While people have wondered why Trudeau didn’t just promise to put this off until the next election, I think that would have been a worse outcome, and the issue would have grown like a cancer that would undermine the perception of that election’s legitimacy, as the demands of each party on that file continued to consume more and more time and oxygen. A swift death was better. Others have wondered how Trudeau could have declared there to be no consensus when he didn’t actually ask which system people preferred, but that misses a few key points. For one, there were some clear messages from the committee and from the MyDemocracy survey, some of which were that people didn’t want MPs elected off of lists (which severely limited the kinds of systems available) and that some of the systems out there would not have been constitutionally valid. Meanwhile, when the government did ask about outcomes (through the MyDemocracy survey), that was more informative than asking which system people preferred because people tend to think of electoral systems like they do wanting a pony, when they also need to be asked if they want to spend their time mucking out the stables. I’m sure you’d find that the answers would change right there. There have been accusations that Trudeau didn’t show leadership by not trying to forge some kind of consensus, but I’m pretty sure that would have been impossible. He had a preferred system that the opposition parties didn’t like and maligned for completely false reasons, and no matter what he did, it would have been viewed from the lens of self-interest and dismissed. In other words, it was a no-win scenario.

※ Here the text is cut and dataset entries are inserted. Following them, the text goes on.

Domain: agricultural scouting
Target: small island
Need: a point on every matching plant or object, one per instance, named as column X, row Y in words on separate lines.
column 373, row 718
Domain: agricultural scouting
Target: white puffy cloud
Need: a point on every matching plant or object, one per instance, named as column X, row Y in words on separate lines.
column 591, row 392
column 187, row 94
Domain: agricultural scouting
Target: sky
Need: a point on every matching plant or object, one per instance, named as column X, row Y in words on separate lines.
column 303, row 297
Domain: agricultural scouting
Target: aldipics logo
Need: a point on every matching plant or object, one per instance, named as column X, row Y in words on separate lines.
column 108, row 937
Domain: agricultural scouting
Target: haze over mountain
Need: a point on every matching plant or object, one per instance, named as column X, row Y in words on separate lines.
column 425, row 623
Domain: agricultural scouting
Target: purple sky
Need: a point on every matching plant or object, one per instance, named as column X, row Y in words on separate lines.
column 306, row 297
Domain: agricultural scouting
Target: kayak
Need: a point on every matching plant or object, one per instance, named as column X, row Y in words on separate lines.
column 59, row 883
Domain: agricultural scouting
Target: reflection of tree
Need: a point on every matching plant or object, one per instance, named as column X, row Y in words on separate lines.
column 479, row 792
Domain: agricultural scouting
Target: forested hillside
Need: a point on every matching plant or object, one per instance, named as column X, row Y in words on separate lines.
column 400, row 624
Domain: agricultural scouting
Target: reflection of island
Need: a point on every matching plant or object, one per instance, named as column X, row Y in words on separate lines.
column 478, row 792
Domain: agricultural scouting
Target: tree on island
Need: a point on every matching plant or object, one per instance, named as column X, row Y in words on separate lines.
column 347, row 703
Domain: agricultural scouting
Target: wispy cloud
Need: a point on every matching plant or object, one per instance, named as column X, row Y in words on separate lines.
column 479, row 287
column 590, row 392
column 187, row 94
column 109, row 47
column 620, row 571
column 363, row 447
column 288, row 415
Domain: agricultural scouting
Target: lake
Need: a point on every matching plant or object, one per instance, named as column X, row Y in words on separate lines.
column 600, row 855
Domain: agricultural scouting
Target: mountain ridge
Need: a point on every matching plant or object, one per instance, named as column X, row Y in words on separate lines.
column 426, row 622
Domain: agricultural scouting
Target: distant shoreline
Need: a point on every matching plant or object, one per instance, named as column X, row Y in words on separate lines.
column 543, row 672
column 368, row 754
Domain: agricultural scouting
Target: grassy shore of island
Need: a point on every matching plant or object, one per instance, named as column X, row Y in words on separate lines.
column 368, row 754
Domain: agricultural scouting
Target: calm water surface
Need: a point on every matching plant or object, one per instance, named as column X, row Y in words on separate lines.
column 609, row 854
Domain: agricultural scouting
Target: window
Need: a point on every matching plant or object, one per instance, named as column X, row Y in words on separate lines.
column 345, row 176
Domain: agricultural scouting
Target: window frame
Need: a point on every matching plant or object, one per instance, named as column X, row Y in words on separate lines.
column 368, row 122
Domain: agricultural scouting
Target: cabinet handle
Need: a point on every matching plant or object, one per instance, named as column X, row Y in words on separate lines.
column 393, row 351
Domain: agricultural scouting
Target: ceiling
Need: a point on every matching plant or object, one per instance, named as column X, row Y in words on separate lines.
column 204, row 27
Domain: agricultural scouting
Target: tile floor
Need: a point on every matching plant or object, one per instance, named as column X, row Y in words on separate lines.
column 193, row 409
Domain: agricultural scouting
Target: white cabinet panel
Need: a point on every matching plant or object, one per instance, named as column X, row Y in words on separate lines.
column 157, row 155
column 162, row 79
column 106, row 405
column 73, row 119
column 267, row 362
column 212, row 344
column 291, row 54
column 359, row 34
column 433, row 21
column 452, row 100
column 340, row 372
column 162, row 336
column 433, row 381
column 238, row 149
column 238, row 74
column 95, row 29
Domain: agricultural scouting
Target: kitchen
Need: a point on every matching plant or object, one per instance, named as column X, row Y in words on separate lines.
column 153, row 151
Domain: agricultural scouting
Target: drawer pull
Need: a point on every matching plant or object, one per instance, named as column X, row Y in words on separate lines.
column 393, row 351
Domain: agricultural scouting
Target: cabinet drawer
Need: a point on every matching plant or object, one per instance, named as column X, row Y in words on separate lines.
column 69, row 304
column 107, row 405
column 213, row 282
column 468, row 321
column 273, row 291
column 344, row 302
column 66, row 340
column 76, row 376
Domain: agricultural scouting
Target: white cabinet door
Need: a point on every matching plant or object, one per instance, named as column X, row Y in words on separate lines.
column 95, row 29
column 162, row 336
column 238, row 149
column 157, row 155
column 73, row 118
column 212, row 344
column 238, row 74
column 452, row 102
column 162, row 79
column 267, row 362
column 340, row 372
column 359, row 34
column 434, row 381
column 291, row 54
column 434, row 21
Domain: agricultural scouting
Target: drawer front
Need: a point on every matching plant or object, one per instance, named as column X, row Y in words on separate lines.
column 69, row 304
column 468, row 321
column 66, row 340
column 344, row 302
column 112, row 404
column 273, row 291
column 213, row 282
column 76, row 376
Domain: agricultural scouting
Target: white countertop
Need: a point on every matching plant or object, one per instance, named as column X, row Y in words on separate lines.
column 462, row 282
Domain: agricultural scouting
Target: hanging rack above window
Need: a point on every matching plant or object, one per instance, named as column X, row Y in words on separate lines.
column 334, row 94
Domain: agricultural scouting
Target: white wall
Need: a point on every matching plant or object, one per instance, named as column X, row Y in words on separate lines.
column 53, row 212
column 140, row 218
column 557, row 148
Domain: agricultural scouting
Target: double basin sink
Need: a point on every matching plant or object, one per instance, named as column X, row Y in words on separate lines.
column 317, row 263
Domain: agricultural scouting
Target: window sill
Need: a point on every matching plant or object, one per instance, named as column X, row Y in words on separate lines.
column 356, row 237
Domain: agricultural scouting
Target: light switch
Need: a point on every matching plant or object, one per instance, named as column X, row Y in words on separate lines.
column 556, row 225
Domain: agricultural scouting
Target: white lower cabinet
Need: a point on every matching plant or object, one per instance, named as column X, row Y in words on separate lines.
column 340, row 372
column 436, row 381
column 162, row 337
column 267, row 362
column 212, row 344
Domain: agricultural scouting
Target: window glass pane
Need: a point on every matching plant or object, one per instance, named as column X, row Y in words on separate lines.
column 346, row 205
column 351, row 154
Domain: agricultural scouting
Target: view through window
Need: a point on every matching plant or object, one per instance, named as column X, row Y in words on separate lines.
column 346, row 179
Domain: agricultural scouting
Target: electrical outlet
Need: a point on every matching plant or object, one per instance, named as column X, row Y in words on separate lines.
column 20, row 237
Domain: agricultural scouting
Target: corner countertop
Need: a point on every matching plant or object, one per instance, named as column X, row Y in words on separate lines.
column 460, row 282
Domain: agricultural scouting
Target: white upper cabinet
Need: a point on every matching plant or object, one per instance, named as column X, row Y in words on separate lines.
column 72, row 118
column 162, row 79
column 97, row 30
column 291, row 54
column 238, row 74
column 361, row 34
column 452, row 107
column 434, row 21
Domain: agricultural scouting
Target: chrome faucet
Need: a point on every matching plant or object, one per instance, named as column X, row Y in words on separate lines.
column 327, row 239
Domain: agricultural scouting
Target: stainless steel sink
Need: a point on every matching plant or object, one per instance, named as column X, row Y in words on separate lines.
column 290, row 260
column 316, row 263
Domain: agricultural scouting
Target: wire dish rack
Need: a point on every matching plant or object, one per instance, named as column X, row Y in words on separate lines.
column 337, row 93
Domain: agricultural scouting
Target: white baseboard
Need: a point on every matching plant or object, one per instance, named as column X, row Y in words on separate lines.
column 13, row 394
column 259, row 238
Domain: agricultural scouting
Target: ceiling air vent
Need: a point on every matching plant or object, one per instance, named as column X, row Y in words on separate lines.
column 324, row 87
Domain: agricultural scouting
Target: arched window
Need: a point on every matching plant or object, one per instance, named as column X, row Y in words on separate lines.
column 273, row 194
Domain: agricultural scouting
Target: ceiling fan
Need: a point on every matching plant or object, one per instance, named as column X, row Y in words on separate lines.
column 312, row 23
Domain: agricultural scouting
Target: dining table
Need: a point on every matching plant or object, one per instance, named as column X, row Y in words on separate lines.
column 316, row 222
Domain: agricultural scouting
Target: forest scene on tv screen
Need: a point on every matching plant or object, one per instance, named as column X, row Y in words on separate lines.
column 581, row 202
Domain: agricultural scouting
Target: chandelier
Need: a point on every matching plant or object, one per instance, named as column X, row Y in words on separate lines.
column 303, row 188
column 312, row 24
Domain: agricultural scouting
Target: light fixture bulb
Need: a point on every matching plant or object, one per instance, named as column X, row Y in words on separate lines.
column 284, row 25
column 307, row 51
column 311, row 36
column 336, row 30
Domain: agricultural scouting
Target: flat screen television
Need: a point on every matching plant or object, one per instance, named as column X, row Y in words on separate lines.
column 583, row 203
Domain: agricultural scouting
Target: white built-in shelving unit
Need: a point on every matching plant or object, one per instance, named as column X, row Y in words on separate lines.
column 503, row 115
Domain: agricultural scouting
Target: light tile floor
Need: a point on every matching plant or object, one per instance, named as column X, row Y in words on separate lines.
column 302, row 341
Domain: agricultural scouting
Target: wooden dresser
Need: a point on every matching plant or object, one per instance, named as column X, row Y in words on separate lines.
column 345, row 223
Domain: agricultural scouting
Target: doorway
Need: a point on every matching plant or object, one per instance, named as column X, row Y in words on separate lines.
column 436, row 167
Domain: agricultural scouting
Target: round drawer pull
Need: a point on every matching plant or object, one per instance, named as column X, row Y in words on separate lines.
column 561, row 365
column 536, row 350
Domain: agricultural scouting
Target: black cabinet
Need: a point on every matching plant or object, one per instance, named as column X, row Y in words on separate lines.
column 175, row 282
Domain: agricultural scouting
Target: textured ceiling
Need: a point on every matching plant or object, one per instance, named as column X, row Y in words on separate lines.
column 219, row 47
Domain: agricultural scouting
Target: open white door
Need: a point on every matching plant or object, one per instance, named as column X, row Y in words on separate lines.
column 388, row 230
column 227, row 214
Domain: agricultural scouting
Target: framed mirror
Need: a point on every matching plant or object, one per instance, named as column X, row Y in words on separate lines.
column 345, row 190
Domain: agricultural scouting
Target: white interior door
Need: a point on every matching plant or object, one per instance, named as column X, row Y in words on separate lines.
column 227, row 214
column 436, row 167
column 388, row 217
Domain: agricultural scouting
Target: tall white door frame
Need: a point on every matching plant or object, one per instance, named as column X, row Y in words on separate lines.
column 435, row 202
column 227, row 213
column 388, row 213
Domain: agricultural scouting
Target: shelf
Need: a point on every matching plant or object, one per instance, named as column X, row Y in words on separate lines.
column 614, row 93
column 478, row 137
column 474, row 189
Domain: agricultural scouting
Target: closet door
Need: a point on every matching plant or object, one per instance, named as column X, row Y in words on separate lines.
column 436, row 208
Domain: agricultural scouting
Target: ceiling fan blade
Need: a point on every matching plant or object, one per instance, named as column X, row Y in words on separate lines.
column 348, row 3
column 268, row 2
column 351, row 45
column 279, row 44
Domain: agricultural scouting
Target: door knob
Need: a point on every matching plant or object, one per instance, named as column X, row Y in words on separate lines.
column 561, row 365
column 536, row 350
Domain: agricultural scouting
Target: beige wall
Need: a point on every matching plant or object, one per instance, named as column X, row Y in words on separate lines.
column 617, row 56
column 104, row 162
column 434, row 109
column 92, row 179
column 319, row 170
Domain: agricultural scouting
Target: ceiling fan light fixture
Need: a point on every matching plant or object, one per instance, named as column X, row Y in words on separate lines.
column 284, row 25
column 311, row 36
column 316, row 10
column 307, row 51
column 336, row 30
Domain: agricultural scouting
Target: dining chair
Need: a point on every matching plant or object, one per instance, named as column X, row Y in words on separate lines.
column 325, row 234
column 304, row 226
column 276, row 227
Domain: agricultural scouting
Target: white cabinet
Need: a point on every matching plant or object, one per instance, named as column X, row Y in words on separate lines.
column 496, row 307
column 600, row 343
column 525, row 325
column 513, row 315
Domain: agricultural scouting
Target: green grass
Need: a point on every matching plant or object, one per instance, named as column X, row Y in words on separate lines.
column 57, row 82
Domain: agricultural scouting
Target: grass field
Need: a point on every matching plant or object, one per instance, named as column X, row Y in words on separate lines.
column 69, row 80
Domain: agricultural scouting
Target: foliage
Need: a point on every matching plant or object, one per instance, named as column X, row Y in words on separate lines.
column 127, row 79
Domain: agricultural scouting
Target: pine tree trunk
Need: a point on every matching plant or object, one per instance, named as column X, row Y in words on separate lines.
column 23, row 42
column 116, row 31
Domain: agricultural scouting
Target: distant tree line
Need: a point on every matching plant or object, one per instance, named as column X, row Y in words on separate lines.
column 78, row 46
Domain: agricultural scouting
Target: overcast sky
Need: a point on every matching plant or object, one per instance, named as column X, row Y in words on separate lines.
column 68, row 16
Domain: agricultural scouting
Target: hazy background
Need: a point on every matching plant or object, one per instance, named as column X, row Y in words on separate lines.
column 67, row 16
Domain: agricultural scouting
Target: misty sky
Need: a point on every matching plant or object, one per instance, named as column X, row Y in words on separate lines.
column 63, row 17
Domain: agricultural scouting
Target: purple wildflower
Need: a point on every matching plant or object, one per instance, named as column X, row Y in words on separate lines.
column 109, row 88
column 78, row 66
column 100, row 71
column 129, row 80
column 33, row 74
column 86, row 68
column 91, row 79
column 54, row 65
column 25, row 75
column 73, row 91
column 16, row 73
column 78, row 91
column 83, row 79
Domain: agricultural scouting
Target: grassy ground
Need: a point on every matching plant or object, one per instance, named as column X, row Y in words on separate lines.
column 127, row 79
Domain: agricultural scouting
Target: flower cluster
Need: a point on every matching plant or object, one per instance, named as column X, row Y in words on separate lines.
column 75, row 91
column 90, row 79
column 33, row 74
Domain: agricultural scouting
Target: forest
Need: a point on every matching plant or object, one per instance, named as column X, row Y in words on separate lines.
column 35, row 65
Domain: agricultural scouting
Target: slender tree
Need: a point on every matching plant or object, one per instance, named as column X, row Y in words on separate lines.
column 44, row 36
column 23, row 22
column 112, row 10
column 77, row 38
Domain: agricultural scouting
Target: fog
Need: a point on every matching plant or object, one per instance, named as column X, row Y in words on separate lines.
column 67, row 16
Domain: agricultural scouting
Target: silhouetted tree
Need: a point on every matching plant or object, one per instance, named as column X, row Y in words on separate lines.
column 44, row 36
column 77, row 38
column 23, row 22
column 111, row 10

And then there’s Nathan Cullen, with his angry words and his big show of pretending that he wasn’t trying to be cynical about the process when Cullen’s whole modus operandi the entire time has been fuelled by cynicism. His manipulation of the formation of the special committee was a cynical con job wrapped up in moral outrage. His selective reading of the committee’s report, as well as the MyDemocracy survey, was self-serving to the extreme. But he presents an earnest face to the media, and people buy it. I get it. That doesn’t mean that he hasn’t been cynically playing this whole affair, because rest assured, he has been.

And now the myriad of hot takes. Chantal Hébert calls the promise a cheap electoral prop, which she’s not wrong about. Andrew Coyne goes for the full sarcasm in blaming voters for believing Trudeau’s promise. Tasha Kheiriddin says that Trudeau will wear this failure (though I suspect that only a small percentage of Liberal voters will actually care by 2019). Jonathan Kay takes the correct (in my opinion) take in that reform was never going to happen because our system doesn’t need to be fixed. John Geddes doesn’t think that Trudeau lied – just that the impetus waned as people were no longer discontent with a system that didn’t give them a Harper government (and I suspect he is also right). John Ivison agrees that Trudeau hasn’t demonstrated the level of mendacity for this to have been a lie from the start, but those who sincerely believed him will feel betrayed. Chris Selley goes a bit darker, and pre-emptively counted this as the kind of broken promise that makes people cynical about politics and gives rise to the likes of Rob Ford or Donald Trump. And he’s got a point, but honestly? Politics is what makes people cynical about politics.